Download or read book Neuropsychopharmacology written by Kenneth L. Davis and published by Lippincott Williams & Wilkins. This book was released on 2002 with total page 1964 pages. Available in PDF, EPUB and Kindle. Book excerpt: Thoroughly updated and completely reorganized for a sharper clinical focus, the Fifth Edition of this world-renowned classic synthesizes the latest advances in basic neurobiology, biological psychiatry, and clinical neuropsychopharmacology. The book establishes a critical bridge connecting new discoveries in molecular and cellular biology, genetics, and neuroimaging with the etiology, diagnosis, and treatment of all neuropsychiatric disorders. Nine sections focus on specific groups of disorders, covering clinical course, genetics, neurobiology, neuroimaging, and current and emerging therapeutics. Four sections cover neurotransmitter and signal transduction, emerging methods in molecular biology and genetics, emerging imaging technologies and their psychiatric applications, and drug discovery and evaluation. Compatibility: BlackBerry(R) OS 4.1 or Higher / iPhone/iPod Touch 2.0 or Higher /Palm OS 3.5 or higher / Palm Pre Classic / Symbian S60, 3rd edition (Nokia) / Windows Mobile(TM) Pocket PC (all versions) / Windows Mobile Smartphone / Windows 98SE/2000/ME/XP/Vista/Tablet PC

Book Technological Trajectories and the Human Environment

Download or read book Technological Trajectories and the Human Environment written by National Academy of Engineering and published by National Academies Press. This book was released on 1997-03-03 with total page 225 pages. Available in PDF, EPUB and Kindle.
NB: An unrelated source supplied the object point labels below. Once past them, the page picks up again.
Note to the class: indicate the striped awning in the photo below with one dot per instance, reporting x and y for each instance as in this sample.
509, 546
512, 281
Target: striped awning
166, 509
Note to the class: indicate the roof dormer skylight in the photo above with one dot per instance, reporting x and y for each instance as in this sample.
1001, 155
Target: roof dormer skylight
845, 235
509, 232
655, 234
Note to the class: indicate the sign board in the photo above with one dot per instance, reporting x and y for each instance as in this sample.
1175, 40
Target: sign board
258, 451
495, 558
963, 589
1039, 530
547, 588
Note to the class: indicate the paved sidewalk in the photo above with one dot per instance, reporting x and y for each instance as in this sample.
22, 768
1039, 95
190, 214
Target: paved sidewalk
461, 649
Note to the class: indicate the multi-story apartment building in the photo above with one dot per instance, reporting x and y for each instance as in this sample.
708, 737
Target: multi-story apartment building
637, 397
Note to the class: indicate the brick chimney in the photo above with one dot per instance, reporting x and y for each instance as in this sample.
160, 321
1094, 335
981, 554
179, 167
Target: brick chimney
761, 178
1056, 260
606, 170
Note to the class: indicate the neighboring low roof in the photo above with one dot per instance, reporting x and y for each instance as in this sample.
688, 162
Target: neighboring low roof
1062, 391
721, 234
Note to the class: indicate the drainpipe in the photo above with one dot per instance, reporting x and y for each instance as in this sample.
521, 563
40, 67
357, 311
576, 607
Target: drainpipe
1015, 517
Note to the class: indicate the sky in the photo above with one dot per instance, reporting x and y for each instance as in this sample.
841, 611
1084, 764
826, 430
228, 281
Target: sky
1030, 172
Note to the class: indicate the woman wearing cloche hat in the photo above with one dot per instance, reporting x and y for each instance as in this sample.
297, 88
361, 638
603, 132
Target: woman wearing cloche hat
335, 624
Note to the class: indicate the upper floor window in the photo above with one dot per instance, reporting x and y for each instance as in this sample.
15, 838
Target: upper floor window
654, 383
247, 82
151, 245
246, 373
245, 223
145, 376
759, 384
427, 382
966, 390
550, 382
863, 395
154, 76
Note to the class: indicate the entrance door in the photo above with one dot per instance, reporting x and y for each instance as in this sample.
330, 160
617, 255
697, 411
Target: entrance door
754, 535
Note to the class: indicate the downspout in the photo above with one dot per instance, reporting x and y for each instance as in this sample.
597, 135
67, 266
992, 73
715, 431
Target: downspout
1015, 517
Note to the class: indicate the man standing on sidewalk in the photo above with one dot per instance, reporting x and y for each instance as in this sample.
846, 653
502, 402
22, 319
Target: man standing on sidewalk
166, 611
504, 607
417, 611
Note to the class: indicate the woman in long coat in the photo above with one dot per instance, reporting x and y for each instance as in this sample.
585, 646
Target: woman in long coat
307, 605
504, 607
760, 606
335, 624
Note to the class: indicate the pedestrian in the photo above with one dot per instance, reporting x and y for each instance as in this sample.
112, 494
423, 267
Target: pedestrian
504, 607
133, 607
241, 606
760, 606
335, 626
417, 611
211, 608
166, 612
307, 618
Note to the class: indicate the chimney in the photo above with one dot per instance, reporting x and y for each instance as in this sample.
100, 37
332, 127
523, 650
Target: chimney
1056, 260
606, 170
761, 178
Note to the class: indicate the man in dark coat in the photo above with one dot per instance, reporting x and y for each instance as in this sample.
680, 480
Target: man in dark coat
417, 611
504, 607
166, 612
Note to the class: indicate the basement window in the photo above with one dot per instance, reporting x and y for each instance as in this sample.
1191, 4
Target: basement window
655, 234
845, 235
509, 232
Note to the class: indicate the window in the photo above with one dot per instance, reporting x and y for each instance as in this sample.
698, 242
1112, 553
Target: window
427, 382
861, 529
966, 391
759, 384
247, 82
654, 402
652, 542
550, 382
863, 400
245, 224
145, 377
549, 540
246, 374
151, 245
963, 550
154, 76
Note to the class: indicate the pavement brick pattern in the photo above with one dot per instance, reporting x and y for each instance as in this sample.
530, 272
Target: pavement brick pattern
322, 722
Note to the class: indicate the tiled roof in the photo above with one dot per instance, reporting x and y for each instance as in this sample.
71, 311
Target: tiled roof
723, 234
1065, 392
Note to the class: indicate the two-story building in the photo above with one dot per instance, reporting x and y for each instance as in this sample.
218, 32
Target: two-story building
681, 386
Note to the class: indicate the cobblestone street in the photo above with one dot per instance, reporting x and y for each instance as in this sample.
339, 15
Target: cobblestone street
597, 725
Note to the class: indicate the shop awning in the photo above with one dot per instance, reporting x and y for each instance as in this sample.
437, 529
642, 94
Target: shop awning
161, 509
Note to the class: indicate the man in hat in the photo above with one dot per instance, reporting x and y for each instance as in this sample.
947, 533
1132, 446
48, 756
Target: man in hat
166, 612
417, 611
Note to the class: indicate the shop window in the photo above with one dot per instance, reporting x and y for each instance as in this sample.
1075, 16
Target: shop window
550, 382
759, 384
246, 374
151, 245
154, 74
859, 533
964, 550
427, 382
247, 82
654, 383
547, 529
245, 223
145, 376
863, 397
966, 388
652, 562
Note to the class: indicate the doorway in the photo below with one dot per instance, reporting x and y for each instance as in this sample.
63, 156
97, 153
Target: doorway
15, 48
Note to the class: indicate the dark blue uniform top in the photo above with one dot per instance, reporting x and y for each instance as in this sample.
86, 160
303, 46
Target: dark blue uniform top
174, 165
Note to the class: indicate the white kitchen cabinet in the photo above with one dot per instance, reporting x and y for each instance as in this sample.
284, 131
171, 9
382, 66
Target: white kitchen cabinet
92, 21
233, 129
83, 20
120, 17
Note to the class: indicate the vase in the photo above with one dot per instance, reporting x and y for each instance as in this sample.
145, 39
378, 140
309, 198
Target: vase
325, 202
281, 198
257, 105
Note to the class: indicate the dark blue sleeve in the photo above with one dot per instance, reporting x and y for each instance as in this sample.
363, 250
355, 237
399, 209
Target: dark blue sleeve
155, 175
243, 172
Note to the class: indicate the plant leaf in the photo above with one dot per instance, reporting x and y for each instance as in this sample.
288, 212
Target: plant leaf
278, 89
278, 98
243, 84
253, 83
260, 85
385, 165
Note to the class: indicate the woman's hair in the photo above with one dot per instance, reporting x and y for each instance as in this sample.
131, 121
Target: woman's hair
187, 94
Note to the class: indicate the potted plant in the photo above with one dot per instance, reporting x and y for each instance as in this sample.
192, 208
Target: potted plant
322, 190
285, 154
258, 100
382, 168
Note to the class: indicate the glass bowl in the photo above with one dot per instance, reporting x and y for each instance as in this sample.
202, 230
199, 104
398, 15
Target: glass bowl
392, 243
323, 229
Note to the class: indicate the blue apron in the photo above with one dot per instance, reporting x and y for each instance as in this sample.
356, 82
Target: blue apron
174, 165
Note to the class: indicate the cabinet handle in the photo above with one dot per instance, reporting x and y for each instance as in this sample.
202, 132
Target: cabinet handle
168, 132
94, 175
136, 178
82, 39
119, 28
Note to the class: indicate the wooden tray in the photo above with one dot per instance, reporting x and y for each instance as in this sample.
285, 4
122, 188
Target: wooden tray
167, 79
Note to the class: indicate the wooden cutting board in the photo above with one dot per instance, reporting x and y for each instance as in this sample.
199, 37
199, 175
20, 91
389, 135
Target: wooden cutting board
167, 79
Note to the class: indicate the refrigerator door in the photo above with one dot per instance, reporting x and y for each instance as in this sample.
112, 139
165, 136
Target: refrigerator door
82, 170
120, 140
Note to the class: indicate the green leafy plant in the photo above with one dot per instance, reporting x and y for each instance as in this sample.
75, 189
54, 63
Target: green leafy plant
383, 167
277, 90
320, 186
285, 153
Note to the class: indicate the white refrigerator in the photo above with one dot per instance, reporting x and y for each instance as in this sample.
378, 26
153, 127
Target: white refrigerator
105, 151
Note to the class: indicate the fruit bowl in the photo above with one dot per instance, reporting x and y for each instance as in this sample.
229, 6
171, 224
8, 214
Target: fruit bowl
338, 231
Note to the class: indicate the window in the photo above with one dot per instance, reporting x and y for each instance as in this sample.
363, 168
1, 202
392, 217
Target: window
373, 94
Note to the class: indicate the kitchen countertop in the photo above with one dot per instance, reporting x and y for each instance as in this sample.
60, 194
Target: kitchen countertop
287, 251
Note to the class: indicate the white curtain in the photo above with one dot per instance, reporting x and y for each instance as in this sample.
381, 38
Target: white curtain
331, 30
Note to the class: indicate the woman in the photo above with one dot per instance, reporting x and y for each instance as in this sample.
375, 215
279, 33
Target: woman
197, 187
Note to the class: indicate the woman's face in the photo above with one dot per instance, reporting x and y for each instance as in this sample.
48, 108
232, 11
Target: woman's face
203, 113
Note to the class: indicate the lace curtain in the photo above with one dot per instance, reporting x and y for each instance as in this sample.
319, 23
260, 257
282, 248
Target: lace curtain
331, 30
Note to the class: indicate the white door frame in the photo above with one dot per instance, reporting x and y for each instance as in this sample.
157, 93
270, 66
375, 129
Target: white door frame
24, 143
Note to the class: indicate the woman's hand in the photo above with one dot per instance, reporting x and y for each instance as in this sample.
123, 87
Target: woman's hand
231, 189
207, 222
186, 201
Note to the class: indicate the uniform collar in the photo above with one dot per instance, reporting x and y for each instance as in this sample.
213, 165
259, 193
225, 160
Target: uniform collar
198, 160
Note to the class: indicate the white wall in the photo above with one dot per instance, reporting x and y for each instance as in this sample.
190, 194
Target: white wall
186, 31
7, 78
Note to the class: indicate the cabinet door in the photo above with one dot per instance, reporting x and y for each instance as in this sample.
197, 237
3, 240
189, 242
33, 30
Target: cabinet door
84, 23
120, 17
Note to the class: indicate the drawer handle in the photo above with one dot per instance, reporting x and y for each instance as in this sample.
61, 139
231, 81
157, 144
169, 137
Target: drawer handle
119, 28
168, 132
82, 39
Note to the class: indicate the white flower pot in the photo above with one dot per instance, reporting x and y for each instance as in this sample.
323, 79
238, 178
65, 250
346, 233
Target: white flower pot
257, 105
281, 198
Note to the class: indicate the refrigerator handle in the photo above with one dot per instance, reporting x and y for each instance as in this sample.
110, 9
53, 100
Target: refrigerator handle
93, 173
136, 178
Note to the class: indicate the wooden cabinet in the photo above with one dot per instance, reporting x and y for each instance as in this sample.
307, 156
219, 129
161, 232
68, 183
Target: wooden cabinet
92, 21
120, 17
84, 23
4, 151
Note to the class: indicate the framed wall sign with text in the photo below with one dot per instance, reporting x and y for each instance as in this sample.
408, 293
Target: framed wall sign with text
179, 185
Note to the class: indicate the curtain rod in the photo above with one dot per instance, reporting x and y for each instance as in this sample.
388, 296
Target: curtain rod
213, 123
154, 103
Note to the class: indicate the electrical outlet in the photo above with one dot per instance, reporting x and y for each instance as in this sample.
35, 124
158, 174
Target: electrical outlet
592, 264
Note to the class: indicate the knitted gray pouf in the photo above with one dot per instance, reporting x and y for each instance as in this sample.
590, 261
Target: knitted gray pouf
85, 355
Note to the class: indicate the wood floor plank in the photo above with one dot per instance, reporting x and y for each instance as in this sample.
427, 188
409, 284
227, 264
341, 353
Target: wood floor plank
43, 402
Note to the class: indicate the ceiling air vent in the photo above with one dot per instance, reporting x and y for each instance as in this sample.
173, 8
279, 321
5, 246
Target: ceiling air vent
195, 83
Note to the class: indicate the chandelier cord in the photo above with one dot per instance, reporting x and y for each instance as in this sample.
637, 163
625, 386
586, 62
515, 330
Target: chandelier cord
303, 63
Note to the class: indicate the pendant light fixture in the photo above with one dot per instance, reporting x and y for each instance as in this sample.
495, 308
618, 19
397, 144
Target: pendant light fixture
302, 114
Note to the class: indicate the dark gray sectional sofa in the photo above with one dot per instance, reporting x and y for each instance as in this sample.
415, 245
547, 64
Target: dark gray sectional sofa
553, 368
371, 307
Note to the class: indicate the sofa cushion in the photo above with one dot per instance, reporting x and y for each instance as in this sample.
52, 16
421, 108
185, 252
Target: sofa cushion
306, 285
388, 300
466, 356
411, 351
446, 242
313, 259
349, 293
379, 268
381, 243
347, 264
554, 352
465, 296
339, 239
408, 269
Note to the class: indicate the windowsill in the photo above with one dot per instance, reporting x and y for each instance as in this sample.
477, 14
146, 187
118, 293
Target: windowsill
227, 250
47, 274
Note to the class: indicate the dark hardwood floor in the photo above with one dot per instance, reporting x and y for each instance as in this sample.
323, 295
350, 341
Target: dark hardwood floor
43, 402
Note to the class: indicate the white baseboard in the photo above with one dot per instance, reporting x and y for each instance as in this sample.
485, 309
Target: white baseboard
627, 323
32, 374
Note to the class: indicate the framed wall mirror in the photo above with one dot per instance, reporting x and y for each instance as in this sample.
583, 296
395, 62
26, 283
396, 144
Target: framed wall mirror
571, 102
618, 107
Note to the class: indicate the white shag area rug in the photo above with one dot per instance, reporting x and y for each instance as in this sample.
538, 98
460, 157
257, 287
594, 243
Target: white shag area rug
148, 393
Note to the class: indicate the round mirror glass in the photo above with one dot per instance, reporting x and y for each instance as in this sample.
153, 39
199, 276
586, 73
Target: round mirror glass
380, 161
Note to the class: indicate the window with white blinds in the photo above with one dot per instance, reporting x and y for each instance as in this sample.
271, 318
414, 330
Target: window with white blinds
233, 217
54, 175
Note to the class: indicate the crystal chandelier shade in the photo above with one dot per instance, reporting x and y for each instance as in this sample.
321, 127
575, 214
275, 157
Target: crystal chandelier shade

Book excerpt: Technological Trajectories and the Human Environment provides a surprising projection of a much greener planet, based on long-range analysis of trends in the efficient use of energy, materials, and land. The authors argue that we will decarbonize the global energy system and drastically reduce greenhouse gas emissions. We will dematerialize the economy by leaner manufacturing, better product design, and smart use of materials. We will significantly increase land areas reserved for nature by conducting highly productive and environmentally friendly agriculture on less land than is used today, even as global population doubles. The book concludes that the technological opportunities before us offer the possibility of a vastly superior industrial ecology. Rich in both data and theory, the book offers fresh analyses essential for everyone in the environmental arena concerned with global change, sustainable development, and profitable investments in technology.

Book Christian Origins and Hellenistic Judaism

Download or read book Christian Origins and Hellenistic Judaism written by Stanley E. Porter and published by BRILL. This book was released on 2012-10-23 with total page 632 pages. Available in PDF, EPUB and Kindle. Book excerpt: In Christian Origins and Hellenistic Judaism, Stanley E. Porter and Andrew W. Pitts assemble an international team of scholars whose work has focused on reconstructing the social matrix for earliest Christianity through reference to Hellenistic Judaism and its literary forms.